Not that you weren't always real, but in literally a split second I knew who you were. You were mine and I was yours. I'm a mother... not that I wasn't before, but I understood it in a different way in that moment.

I worry about so much, little one. I worry about how to protect you for the next 21 weeks from things seen and things over which I have no control. I worry about the choices I have to make now and those I'll be making a few months from now. I worry about taking care of you. How am I supposed to keep you alive? I kill things. I do realize English ivy and little boys are actually different, but what are you going to need from me and how will I know?

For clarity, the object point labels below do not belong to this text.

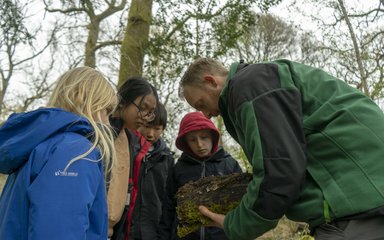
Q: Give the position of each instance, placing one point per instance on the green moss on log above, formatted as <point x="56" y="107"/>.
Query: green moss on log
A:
<point x="220" y="194"/>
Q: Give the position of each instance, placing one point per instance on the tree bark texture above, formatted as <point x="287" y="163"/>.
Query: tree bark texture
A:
<point x="135" y="39"/>
<point x="219" y="193"/>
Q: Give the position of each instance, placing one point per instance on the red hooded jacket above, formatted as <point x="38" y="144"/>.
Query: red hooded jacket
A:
<point x="192" y="122"/>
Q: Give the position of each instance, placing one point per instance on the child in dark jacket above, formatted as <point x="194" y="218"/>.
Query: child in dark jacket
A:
<point x="152" y="179"/>
<point x="198" y="138"/>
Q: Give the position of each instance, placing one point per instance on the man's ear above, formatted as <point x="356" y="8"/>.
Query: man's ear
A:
<point x="210" y="80"/>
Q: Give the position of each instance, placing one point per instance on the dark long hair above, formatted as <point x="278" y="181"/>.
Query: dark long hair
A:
<point x="133" y="88"/>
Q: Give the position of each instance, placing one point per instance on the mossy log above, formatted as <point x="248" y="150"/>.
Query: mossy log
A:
<point x="219" y="193"/>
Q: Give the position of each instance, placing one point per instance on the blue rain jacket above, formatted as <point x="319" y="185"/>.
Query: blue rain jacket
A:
<point x="40" y="200"/>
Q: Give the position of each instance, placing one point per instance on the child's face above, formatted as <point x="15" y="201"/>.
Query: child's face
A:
<point x="151" y="133"/>
<point x="200" y="142"/>
<point x="135" y="114"/>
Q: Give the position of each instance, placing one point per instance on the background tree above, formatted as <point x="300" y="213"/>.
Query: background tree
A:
<point x="350" y="35"/>
<point x="135" y="40"/>
<point x="15" y="38"/>
<point x="93" y="13"/>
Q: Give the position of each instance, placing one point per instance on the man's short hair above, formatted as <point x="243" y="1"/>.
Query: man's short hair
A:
<point x="193" y="76"/>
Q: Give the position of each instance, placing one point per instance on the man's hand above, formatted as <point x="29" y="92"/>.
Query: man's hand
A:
<point x="217" y="219"/>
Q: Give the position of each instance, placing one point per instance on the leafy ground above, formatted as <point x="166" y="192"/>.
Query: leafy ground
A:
<point x="285" y="230"/>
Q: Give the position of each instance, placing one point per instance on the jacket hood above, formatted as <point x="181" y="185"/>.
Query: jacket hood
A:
<point x="22" y="132"/>
<point x="195" y="121"/>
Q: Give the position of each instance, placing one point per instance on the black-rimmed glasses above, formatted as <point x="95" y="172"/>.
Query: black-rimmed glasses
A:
<point x="148" y="116"/>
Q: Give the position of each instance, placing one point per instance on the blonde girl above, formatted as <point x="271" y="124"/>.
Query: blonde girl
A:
<point x="53" y="155"/>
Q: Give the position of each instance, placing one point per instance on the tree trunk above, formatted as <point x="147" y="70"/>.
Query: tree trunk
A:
<point x="363" y="86"/>
<point x="135" y="39"/>
<point x="219" y="193"/>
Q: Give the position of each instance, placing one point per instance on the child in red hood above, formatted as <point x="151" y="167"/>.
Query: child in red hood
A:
<point x="198" y="138"/>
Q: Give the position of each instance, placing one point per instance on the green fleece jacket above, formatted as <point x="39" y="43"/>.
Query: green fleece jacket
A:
<point x="316" y="146"/>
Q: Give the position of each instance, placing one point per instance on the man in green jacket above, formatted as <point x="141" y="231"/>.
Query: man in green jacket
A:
<point x="316" y="146"/>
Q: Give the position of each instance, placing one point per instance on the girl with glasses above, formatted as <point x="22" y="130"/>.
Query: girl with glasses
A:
<point x="137" y="103"/>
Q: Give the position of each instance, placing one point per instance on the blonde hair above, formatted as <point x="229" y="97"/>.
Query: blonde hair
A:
<point x="85" y="92"/>
<point x="194" y="74"/>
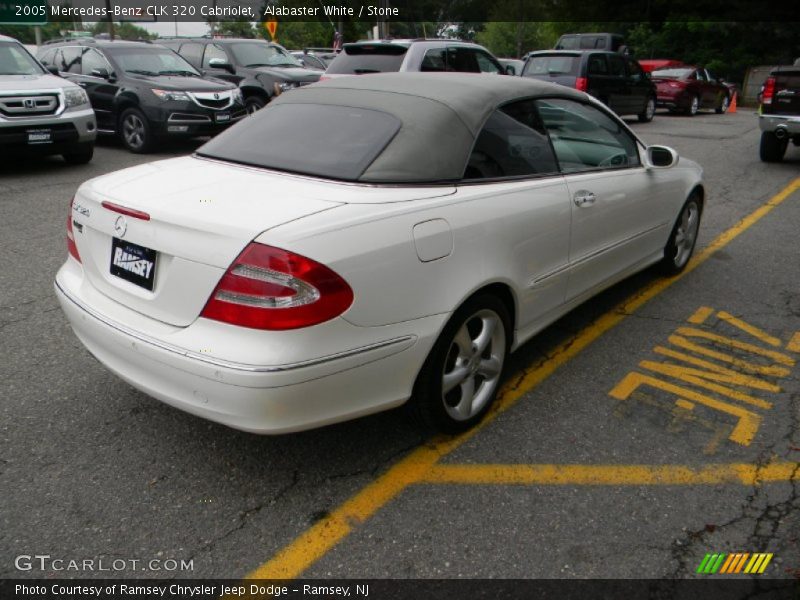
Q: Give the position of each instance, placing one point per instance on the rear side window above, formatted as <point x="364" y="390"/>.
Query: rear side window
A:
<point x="597" y="65"/>
<point x="362" y="59"/>
<point x="551" y="65"/>
<point x="616" y="65"/>
<point x="584" y="138"/>
<point x="93" y="60"/>
<point x="71" y="59"/>
<point x="336" y="142"/>
<point x="512" y="143"/>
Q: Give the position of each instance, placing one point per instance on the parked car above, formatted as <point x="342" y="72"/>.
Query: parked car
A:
<point x="512" y="66"/>
<point x="315" y="58"/>
<point x="279" y="287"/>
<point x="385" y="56"/>
<point x="688" y="89"/>
<point x="779" y="113"/>
<point x="650" y="65"/>
<point x="261" y="69"/>
<point x="616" y="80"/>
<point x="308" y="60"/>
<point x="41" y="113"/>
<point x="143" y="92"/>
<point x="612" y="42"/>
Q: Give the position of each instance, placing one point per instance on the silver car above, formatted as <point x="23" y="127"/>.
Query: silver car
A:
<point x="41" y="113"/>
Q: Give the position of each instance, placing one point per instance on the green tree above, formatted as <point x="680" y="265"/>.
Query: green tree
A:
<point x="509" y="39"/>
<point x="124" y="31"/>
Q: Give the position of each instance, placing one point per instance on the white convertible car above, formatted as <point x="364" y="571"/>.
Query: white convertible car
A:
<point x="367" y="242"/>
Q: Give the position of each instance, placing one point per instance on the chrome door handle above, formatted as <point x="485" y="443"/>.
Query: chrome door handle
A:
<point x="584" y="198"/>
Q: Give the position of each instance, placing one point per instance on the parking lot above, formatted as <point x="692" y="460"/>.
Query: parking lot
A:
<point x="603" y="459"/>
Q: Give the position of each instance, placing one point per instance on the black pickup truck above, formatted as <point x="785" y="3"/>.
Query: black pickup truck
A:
<point x="779" y="114"/>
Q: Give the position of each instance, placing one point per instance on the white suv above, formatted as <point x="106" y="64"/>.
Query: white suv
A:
<point x="41" y="113"/>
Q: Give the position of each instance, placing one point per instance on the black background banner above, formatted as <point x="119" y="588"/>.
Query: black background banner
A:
<point x="439" y="10"/>
<point x="706" y="588"/>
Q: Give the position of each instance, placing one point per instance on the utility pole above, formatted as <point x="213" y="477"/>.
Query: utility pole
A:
<point x="110" y="20"/>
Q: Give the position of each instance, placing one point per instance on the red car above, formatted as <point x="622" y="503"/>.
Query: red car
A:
<point x="651" y="64"/>
<point x="688" y="89"/>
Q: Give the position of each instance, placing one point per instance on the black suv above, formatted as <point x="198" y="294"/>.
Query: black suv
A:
<point x="616" y="80"/>
<point x="143" y="92"/>
<point x="261" y="69"/>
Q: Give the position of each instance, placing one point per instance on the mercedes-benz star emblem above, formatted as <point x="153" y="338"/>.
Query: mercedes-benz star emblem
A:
<point x="120" y="226"/>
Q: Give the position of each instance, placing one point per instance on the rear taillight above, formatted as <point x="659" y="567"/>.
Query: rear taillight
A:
<point x="769" y="90"/>
<point x="71" y="247"/>
<point x="270" y="288"/>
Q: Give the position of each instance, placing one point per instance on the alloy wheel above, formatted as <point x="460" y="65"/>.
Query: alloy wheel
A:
<point x="134" y="131"/>
<point x="686" y="233"/>
<point x="473" y="365"/>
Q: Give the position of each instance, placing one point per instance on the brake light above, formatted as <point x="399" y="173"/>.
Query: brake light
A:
<point x="71" y="247"/>
<point x="270" y="288"/>
<point x="769" y="90"/>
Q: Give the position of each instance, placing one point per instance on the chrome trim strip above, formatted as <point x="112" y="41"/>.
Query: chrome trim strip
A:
<point x="198" y="97"/>
<point x="552" y="273"/>
<point x="225" y="363"/>
<point x="58" y="93"/>
<point x="179" y="118"/>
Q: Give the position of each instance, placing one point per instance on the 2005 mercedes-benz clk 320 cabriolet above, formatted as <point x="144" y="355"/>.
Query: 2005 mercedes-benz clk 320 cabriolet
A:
<point x="365" y="242"/>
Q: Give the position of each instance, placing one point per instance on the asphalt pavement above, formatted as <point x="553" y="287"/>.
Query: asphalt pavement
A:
<point x="605" y="461"/>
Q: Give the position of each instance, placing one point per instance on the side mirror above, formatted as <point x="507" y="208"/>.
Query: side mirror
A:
<point x="661" y="157"/>
<point x="220" y="63"/>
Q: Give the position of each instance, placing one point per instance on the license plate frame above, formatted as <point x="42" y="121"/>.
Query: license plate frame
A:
<point x="39" y="136"/>
<point x="133" y="263"/>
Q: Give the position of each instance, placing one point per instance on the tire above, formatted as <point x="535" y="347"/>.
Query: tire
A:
<point x="253" y="104"/>
<point x="772" y="149"/>
<point x="468" y="357"/>
<point x="80" y="154"/>
<point x="135" y="131"/>
<point x="649" y="111"/>
<point x="683" y="237"/>
<point x="694" y="106"/>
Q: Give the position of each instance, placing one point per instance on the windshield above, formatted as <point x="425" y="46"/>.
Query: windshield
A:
<point x="256" y="54"/>
<point x="675" y="73"/>
<point x="15" y="60"/>
<point x="152" y="61"/>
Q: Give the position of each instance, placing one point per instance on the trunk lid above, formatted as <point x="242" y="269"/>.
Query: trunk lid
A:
<point x="202" y="214"/>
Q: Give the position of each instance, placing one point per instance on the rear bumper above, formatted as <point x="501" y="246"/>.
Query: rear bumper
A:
<point x="771" y="123"/>
<point x="261" y="398"/>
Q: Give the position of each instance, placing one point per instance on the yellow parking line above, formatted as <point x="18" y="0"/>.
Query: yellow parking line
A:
<point x="315" y="542"/>
<point x="737" y="473"/>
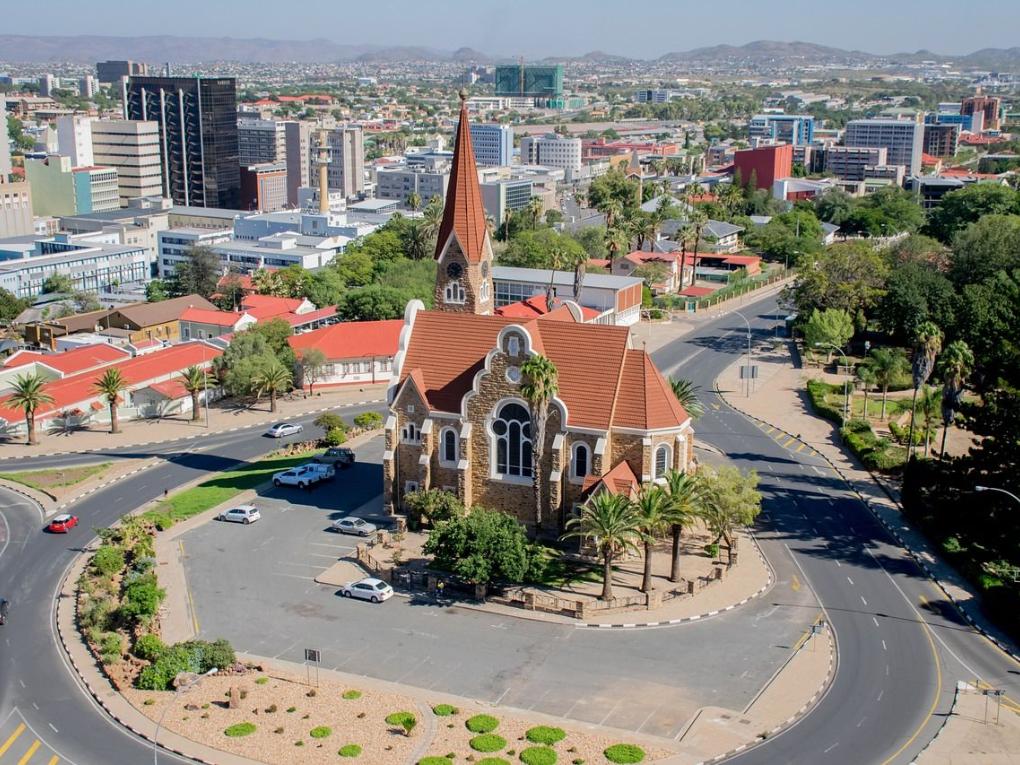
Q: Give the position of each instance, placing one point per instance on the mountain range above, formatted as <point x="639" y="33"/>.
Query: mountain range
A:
<point x="156" y="49"/>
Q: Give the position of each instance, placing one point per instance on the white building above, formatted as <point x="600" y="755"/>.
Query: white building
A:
<point x="133" y="148"/>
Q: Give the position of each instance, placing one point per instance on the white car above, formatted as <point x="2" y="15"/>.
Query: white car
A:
<point x="353" y="524"/>
<point x="241" y="514"/>
<point x="368" y="589"/>
<point x="282" y="429"/>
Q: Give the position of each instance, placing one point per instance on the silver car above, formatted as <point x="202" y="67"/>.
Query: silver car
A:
<point x="353" y="524"/>
<point x="368" y="589"/>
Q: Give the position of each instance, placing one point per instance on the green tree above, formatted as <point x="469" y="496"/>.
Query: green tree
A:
<point x="109" y="387"/>
<point x="609" y="523"/>
<point x="540" y="384"/>
<point x="29" y="393"/>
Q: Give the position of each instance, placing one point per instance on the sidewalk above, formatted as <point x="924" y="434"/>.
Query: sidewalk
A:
<point x="223" y="417"/>
<point x="780" y="400"/>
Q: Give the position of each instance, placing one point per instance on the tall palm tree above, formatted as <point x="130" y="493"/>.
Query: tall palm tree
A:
<point x="683" y="507"/>
<point x="928" y="342"/>
<point x="608" y="522"/>
<point x="651" y="507"/>
<point x="272" y="378"/>
<point x="888" y="364"/>
<point x="686" y="393"/>
<point x="957" y="363"/>
<point x="28" y="395"/>
<point x="109" y="387"/>
<point x="195" y="379"/>
<point x="540" y="384"/>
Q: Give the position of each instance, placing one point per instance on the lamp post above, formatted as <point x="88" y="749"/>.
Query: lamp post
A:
<point x="846" y="383"/>
<point x="183" y="687"/>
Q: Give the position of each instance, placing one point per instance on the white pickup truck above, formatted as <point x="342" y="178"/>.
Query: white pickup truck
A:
<point x="305" y="475"/>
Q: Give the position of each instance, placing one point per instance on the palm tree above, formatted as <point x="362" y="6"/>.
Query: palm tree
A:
<point x="609" y="523"/>
<point x="540" y="385"/>
<point x="888" y="364"/>
<point x="29" y="394"/>
<point x="683" y="508"/>
<point x="109" y="387"/>
<point x="686" y="393"/>
<point x="652" y="509"/>
<point x="273" y="379"/>
<point x="195" y="379"/>
<point x="957" y="362"/>
<point x="928" y="344"/>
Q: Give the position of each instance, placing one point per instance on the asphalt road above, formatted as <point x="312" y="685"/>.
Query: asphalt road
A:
<point x="899" y="659"/>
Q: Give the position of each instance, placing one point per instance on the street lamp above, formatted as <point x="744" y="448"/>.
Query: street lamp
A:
<point x="846" y="383"/>
<point x="184" y="686"/>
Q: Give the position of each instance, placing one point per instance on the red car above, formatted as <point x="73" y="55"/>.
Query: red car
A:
<point x="62" y="523"/>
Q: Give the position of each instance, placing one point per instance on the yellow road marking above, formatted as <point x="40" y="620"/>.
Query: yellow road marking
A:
<point x="10" y="741"/>
<point x="28" y="755"/>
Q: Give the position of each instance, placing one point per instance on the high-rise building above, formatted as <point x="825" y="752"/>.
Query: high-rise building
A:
<point x="493" y="143"/>
<point x="133" y="148"/>
<point x="786" y="129"/>
<point x="902" y="139"/>
<point x="198" y="132"/>
<point x="74" y="139"/>
<point x="261" y="141"/>
<point x="347" y="159"/>
<point x="111" y="71"/>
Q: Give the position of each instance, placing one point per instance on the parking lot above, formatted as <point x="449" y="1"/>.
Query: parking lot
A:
<point x="254" y="585"/>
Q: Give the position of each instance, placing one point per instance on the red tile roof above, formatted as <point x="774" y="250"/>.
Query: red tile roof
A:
<point x="598" y="374"/>
<point x="464" y="214"/>
<point x="351" y="340"/>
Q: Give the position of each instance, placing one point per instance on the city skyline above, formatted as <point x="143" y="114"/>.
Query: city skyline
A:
<point x="532" y="29"/>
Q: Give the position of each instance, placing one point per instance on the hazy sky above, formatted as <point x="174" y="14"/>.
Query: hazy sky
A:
<point x="642" y="29"/>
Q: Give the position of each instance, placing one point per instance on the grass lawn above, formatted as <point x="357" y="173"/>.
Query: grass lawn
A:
<point x="56" y="477"/>
<point x="216" y="491"/>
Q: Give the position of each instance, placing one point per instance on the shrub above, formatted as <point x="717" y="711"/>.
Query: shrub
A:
<point x="624" y="753"/>
<point x="488" y="743"/>
<point x="481" y="724"/>
<point x="239" y="729"/>
<point x="546" y="734"/>
<point x="108" y="560"/>
<point x="149" y="647"/>
<point x="539" y="756"/>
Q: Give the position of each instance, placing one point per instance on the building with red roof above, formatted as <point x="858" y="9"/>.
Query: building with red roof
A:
<point x="459" y="418"/>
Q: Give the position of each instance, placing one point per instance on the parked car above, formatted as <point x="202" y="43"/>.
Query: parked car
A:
<point x="282" y="429"/>
<point x="353" y="524"/>
<point x="343" y="457"/>
<point x="241" y="514"/>
<point x="368" y="589"/>
<point x="62" y="523"/>
<point x="302" y="476"/>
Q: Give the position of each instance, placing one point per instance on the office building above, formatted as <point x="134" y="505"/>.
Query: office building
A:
<point x="941" y="140"/>
<point x="493" y="144"/>
<point x="74" y="139"/>
<point x="551" y="150"/>
<point x="111" y="71"/>
<point x="764" y="165"/>
<point x="133" y="148"/>
<point x="298" y="148"/>
<point x="347" y="159"/>
<point x="261" y="141"/>
<point x="198" y="132"/>
<point x="263" y="187"/>
<point x="798" y="130"/>
<point x="902" y="139"/>
<point x="529" y="81"/>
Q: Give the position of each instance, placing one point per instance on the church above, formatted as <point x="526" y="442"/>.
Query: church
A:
<point x="458" y="420"/>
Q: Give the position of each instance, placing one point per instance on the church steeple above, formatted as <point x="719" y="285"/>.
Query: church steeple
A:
<point x="463" y="277"/>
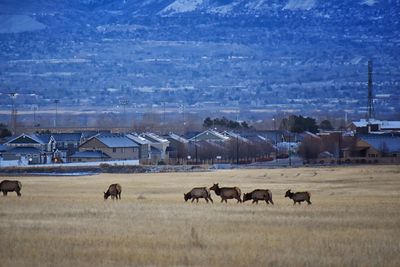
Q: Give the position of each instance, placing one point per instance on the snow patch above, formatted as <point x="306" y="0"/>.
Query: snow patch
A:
<point x="369" y="2"/>
<point x="223" y="10"/>
<point x="300" y="5"/>
<point x="19" y="23"/>
<point x="182" y="6"/>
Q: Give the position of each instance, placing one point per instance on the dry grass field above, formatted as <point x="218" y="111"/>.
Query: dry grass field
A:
<point x="63" y="221"/>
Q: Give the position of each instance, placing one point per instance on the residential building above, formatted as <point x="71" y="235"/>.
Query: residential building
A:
<point x="115" y="146"/>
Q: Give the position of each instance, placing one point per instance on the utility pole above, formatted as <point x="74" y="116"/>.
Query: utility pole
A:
<point x="195" y="146"/>
<point x="13" y="96"/>
<point x="56" y="101"/>
<point x="370" y="107"/>
<point x="290" y="150"/>
<point x="237" y="149"/>
<point x="276" y="140"/>
<point x="124" y="103"/>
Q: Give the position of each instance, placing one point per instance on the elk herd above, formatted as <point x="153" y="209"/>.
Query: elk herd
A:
<point x="225" y="193"/>
<point x="235" y="193"/>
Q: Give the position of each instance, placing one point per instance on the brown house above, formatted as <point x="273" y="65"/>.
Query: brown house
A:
<point x="374" y="148"/>
<point x="116" y="147"/>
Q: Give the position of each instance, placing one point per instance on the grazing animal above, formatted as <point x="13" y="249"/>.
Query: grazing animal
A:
<point x="10" y="186"/>
<point x="198" y="192"/>
<point x="299" y="197"/>
<point x="227" y="192"/>
<point x="259" y="194"/>
<point x="114" y="190"/>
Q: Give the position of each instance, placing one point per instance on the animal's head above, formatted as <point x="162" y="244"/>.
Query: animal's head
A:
<point x="246" y="196"/>
<point x="187" y="196"/>
<point x="214" y="187"/>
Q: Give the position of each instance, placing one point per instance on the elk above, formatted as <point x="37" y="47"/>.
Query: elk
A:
<point x="227" y="192"/>
<point x="298" y="197"/>
<point x="259" y="194"/>
<point x="114" y="190"/>
<point x="10" y="186"/>
<point x="198" y="192"/>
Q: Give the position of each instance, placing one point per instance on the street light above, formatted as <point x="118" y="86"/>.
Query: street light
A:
<point x="56" y="101"/>
<point x="13" y="96"/>
<point x="276" y="140"/>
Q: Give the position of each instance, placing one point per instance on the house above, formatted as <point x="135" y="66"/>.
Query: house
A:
<point x="209" y="135"/>
<point x="367" y="126"/>
<point x="235" y="136"/>
<point x="115" y="146"/>
<point x="178" y="146"/>
<point x="159" y="143"/>
<point x="144" y="147"/>
<point x="30" y="148"/>
<point x="374" y="148"/>
<point x="89" y="156"/>
<point x="68" y="143"/>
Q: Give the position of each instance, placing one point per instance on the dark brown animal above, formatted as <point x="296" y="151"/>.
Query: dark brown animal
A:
<point x="10" y="186"/>
<point x="299" y="197"/>
<point x="259" y="194"/>
<point x="114" y="191"/>
<point x="198" y="192"/>
<point x="227" y="192"/>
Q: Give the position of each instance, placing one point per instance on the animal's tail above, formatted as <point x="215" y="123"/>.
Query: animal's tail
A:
<point x="270" y="196"/>
<point x="238" y="191"/>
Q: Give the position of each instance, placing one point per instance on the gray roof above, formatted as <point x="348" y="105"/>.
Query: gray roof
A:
<point x="138" y="139"/>
<point x="33" y="137"/>
<point x="382" y="142"/>
<point x="116" y="141"/>
<point x="63" y="137"/>
<point x="24" y="150"/>
<point x="177" y="138"/>
<point x="90" y="154"/>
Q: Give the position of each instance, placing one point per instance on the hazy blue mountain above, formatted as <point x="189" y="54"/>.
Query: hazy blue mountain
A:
<point x="293" y="55"/>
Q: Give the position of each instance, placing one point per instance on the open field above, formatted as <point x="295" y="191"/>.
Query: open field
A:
<point x="64" y="221"/>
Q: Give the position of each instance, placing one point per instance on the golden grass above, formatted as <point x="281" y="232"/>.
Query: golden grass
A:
<point x="64" y="221"/>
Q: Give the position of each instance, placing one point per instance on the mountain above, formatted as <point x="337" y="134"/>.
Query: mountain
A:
<point x="307" y="56"/>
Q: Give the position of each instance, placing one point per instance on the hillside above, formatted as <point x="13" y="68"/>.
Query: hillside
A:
<point x="297" y="56"/>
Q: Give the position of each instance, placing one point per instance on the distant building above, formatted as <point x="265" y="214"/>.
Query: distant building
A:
<point x="115" y="146"/>
<point x="144" y="147"/>
<point x="178" y="146"/>
<point x="367" y="126"/>
<point x="210" y="136"/>
<point x="30" y="149"/>
<point x="158" y="145"/>
<point x="374" y="148"/>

I worry about not setting the Godly example for you I desire to. I worry that you won't see Him reflected in my life, that you'll have no idea of the joy and freedom of living in Christ. That you'll see our family's faith as a list of dos and don'ts, not a relationship that fulfills far beyond the "attractions" of this life.

I worry that I'll succumb to the easy route of giving you everything you want, that you'll grow up with no awareness of those around you or the world we live in. That you'll fail to see the blessings of your life or understand the importance of compassion and "doing life" with others.

I don't worry that you won't become a doctor or a lawyer. I don't worry about you being top of your class or a star athlete (although for the sanity of your poor momma please have some athletic abilities so I won't cringe everytime you play your chosen sports). I'm worried that I will fail you in the way that I see children failed by their parents every single day. Not in care and feeding and material provision, but in helping you to become a whole, productive, caring, principled man of God. I know that's years down the road, but it's a lifelong job for Daddy and I that begins with your first breath. I know I can stumble and fall and have to backtrack, but I cannot fail. The Lord has given you to us to raise to a man. It is our most significant responsibility... one of the few things that truly matters for the rest of our lives.

You're already teaching me, little one. Teaching me faith. Teaching me to look beyond myself and what I want. Teaching me that 13 weeks isn't too early for my hips to be killing me. We have so much to teach each other, to learn from each other, to learn together. You're already challenging me to stop being the picture and to become the frame.

Grow now, Jonah. You've much to get done in the next few months. And so do I.

I love you... more than I ever thought I could.